I know I'm not alone with an online life that is all over the place. Some of it is stored as snippets in OneNote. Some in an online password manager. The rest in my inbox, OneDrive and website favourites list. My gorgeous farmer husband has never touched my laptop and my executors would need to be digital detectives to piece together my footprint, when I’m sure they have better things to do. 
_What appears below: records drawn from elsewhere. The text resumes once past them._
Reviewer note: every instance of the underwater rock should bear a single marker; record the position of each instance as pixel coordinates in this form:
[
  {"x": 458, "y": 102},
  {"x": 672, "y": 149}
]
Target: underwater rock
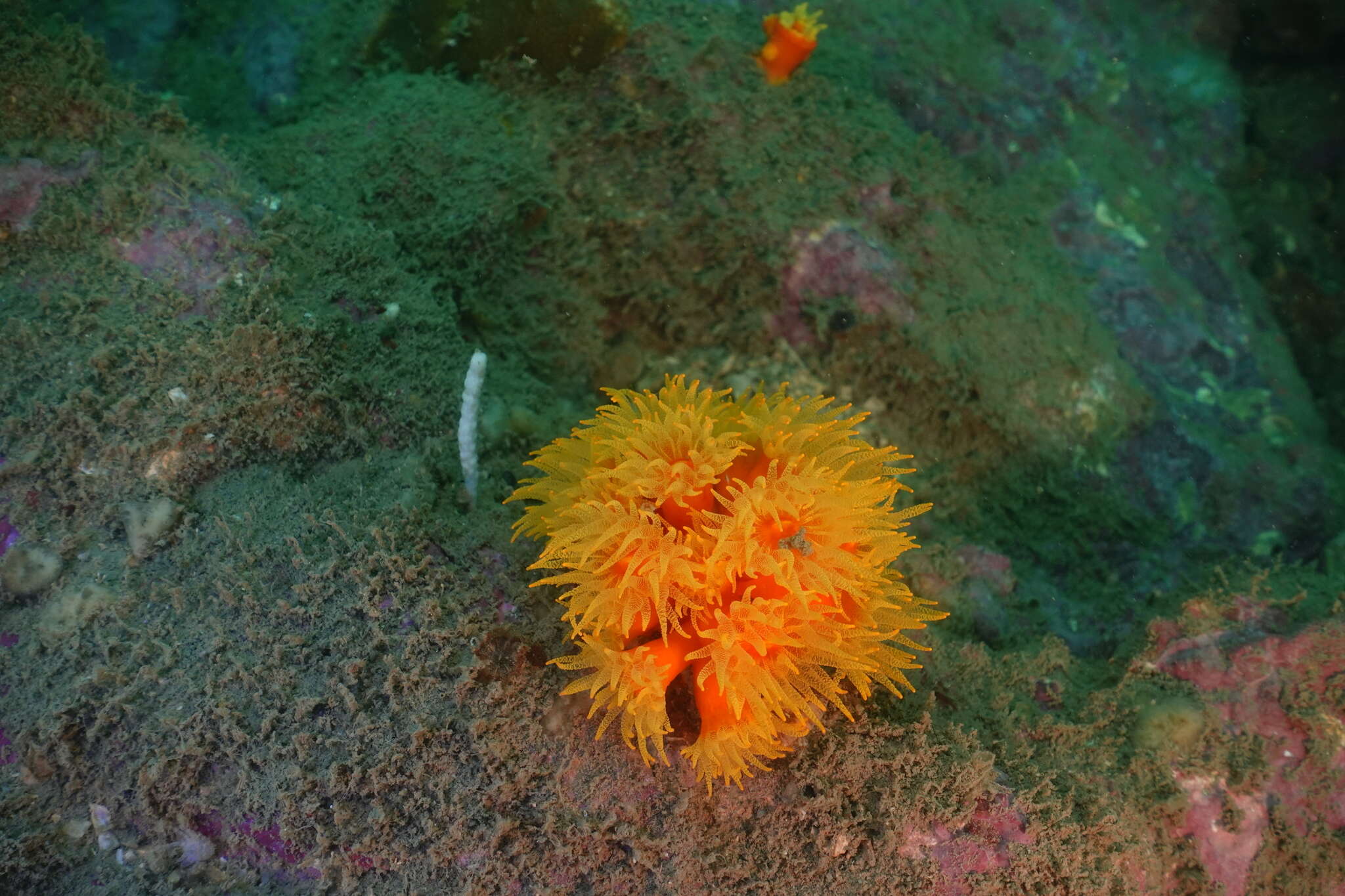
[
  {"x": 148, "y": 523},
  {"x": 27, "y": 570}
]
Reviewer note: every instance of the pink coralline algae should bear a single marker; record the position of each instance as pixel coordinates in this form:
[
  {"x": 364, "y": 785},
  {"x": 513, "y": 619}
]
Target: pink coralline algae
[
  {"x": 1278, "y": 691},
  {"x": 975, "y": 848},
  {"x": 194, "y": 246},
  {"x": 23, "y": 181},
  {"x": 837, "y": 265}
]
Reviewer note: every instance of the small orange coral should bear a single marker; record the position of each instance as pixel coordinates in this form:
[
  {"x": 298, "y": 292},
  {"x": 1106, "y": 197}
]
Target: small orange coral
[
  {"x": 749, "y": 540},
  {"x": 790, "y": 39}
]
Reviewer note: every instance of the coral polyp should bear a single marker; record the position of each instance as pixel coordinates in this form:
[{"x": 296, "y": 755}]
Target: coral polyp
[{"x": 749, "y": 540}]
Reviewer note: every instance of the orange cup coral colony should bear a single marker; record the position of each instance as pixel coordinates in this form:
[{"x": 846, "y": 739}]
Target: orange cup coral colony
[
  {"x": 748, "y": 540},
  {"x": 790, "y": 39}
]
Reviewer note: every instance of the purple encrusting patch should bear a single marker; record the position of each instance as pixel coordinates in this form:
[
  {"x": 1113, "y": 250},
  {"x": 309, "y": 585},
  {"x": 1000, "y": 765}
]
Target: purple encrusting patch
[
  {"x": 9, "y": 535},
  {"x": 269, "y": 843}
]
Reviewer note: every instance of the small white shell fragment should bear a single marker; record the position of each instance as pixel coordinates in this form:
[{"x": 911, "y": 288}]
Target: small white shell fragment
[{"x": 100, "y": 817}]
So, I’m compiling a list of my digital assets which might include the following:

  • The devices themselves such as computers, external hard drives, tablets, smart phones, e-readers and other digital devices. 
  • Information stored electronically, whether on a physical device like a hard drive or stored online in the cloud.
  • Any online accounts including email, social media, video gaming, online storage accounts, websites, blogs and online photo or video sharing accounts
  • Domain names
  • Intellectual property including copyrighted materials and trademarks

Once I’ve done this I am going to write down my instructions for each item on my list of digital assets explaining what I would like to happen to each asset. Job done.

8. Pre-paid funeral

It’s my wedding anniversary this week. Maybe we should celebrate 11 years by visiting the local funeral director. How romantic.

A pre-planned funeral will give me an opportunity to choose the type of funeral service I want and how much I want to spend. It will save my family anguish at a later time and also make everyone aware of my wishes. Plus this way I get to be involved in the party, even though I’ll miss out in person.

9. Estate Planning Conference

Most importantly, I’m going to bake some apricot jam cockles, invite my older kids over, sit down with them and my husband and discuss what will happen if I die first. I want to make sure that the people I love are OK after I die. I want to make sure they stay friends, rather than falling out over some unavoidable estate dispute. 

This is the hardest one on the list. It’s going to be tough, and frankly, I’m dreading it. But I know it’s the kindest, bravest thing I can do. Wish me luck.